What I’m not suggesting is that women who have been mistreated or abused should remain silent. What I am suggesting is that this social justice agenda is now claiming that we must not only admit wrong in the past by how we have mistreated, discriminated against, oppressed, and held back women from serving in the life of the church—but now we must empower them.

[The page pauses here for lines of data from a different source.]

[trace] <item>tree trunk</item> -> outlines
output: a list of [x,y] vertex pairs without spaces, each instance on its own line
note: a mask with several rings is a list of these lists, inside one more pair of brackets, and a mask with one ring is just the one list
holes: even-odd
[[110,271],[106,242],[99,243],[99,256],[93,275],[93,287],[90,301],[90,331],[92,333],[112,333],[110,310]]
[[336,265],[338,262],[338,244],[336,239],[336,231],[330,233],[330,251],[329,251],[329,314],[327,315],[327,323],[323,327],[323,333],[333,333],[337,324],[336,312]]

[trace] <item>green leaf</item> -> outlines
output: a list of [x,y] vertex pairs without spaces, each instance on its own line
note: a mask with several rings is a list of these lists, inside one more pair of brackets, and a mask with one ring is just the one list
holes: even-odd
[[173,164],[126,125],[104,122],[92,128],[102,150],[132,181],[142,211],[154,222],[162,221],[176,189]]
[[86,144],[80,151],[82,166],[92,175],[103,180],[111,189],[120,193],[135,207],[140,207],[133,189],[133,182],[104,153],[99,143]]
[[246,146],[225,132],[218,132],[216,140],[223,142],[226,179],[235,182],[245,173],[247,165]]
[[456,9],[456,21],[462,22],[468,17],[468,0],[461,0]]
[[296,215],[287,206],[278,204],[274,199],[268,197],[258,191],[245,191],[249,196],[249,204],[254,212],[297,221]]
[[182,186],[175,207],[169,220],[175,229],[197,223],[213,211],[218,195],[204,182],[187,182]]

It’s precisely this language of empowerment that is quite disturbing. J.D. Greear released a short video just prior to the 2018 Southern Baptist Convention annual meeting at which he was elected as the president of the SBC, and in that video he pointed to the need for empowering women. He likewise tweeted back to Beth Moore and stated that he saw a need for the “tearing down of all hierarchy.” Therefore, it seems clear that many in the SBC, including Russell Moore are committed to this new direction and social justice is the platform that’s being used to make it happen. In a recent post on Instagram, Russell Moore who serves as the president of the Ethics and Religious Liberty Commission (ERLC) of the SBC, posted a picture of himself with Beth Moore and Jamie Ivey. The caption for the picture read, “What a joy to get to minister with two heroes in the faith @bethmorrelpm and @jamieivey here at #erlc18!” Now, if you read the comments, you would find a lady (inesmcbryde) who responded with these words:

sooooo jealous that you get to hear her! she was the first woman preacher i ever heard in the USA when i was in college. made my preacher heart awaken! love mama beth. 💜

If God had a plan from the beginning that was spelled out in the Garden of Eden and rooted in creation why must we suddenly change directions now? If the early church recognized God’s intent in the differing roles and responsibilities of women as revealed in the sufficient Word of God—why now are we suddenly hearing a consistent drum beat of empowerment within the social justice conversation?

We need doctrinal clarity, definitional clarity, and methodological clarity in evangelicalism on issues related to complementarianism. When the Word of God takes the central place in the life of the local church and the church body is consistently looking to the elders for leadership and shepherding through God’s Word—what will emerge is a healthy church where both men and women flourish for the glory of God. When social justice and any other cultural fad takes the focus off of God’s plan for his church—then the people will walk down a broken road filled with many pains.